Blue had been staring at the table while he talked, the words spilling out of him in an undammed flood. Suddenly he looked up, straight into Button’s gaze. What am I doing? he thought. What am I laying all this shit on her for?
“Look,” he said. “I guess you got a little more than you were asking for with that one simple question. I’m sorry. I don’t usually run on at the mouth like this.”
“That’s all right.”
She sat there, looking at him with those guileless greengray eyes until Blue stood up suddenly from the table.
“I’ve got to check a few things on my bike,” he said. “The carb’s acting up and...” His voice trailed off. All he wanted was to get away. Motormouth here needs the time to clear his head, he felt like he should tell her, but all he added was, “I won’t be that long.”
“I’ll do the dishes,” Button told him.
“Great. Okay.” He turned abruptly and left the kitchen.

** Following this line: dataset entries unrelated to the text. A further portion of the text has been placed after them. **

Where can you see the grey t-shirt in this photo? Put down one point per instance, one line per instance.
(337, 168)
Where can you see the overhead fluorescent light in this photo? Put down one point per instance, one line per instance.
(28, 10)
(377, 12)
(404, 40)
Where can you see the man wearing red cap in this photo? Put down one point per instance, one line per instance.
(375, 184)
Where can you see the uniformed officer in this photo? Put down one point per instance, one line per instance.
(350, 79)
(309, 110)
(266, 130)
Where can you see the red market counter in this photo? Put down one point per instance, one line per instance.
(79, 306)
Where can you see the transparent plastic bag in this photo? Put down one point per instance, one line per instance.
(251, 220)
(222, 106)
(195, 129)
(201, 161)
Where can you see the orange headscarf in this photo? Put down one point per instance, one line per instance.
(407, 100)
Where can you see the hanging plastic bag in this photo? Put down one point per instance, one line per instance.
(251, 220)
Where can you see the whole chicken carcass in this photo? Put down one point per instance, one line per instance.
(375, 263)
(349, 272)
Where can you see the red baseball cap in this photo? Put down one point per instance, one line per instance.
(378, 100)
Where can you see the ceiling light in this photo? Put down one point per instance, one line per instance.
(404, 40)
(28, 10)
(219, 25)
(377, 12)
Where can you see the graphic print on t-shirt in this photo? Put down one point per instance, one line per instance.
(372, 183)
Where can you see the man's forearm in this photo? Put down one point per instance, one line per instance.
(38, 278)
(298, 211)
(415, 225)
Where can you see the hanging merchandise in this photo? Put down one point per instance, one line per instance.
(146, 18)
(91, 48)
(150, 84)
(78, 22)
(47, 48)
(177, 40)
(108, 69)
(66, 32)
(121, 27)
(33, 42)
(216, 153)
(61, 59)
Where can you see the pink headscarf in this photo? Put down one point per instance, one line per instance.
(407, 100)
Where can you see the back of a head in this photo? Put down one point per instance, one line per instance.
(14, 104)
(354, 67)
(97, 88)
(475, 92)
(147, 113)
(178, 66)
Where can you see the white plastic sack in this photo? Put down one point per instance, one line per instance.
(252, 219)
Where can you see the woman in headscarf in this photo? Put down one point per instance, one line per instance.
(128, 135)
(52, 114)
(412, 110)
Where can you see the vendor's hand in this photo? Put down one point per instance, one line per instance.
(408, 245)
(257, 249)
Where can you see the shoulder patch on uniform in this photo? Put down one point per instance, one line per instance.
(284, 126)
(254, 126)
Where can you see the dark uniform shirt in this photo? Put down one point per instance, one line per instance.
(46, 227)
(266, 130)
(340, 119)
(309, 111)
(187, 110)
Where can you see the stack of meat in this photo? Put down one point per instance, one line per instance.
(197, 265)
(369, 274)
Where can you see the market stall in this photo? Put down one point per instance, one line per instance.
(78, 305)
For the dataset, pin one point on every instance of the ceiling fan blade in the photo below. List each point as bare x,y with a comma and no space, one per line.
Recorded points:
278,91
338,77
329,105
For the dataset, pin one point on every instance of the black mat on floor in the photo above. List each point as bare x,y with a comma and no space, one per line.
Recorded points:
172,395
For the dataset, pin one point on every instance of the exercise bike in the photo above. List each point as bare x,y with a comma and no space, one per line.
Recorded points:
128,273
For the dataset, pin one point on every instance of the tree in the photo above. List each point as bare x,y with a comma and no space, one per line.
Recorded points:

Button stood there for a long moment, then set about washing up. When she was done, she wandered aimlessly down one of the long hallways. A doorbell rang just as she reached the rooms fronting O’Connor Street. She called for Blue, but when there was no answer, she stepped up to the door and opened it herself.
2
Chance and Joey parked the Mustang on O’Connor Street, near the corner of Clemow. They left it with its nose pointed north for a quick getaway. Construction on the Central Park bridge blocked the street going south.
“Now be cool,” Chance told his partner as they approached the nearest door of Tamson House. A few discreet questions in the right places had told him what he wanted to know. The girl was what they were after and there was only Farley living here at the moment. In other words, nothing was going to come up that he and Joey couldn’t handle by themselves. “If Farley or anybody else answers, I want them out of the way, fast. If it’s the girl, we snatch her and run. Got it?”
“Yeah, but Farley—”
“We’re not getting squat for Farley,” Chance said. “If he’s there, great, we got ourselves a bonus. If he’s not, we play it like I laid it out.
Got
it?”
“Sure, Chance,” Joey said, plainly unhappy, but unwilling to push the point.
Chance took the seeking stone out of his pocket and pointed it toward the House as they approached. It glimmered eerily in his hand, brightening as they neared the second doorway north of Clemow. The House loomed above them, three stories high here and continuing down the block in a facade that made it look like a row of houses tucked snugly one against the other, although it was in fact all one structure.
“We’re getting lucky,” Chance said.
He hit the bell, then tapped his foot impatiently as they waited for someone to come. Joey took up a position on the other side of the door, a tire iron held down beside his leg where it couldn’t be seen by anyone happening to look at them from across the street.
“Okay,” Chance murmured. “This is it.”
The door opened and he had one quick look at their quarry. She stood framed in the doorway, chestnut hair tied back in a messy French braid that looked like it had been slept on and wearing blue jeans and a dusty rose sweatshirt. The stone flared in his hand.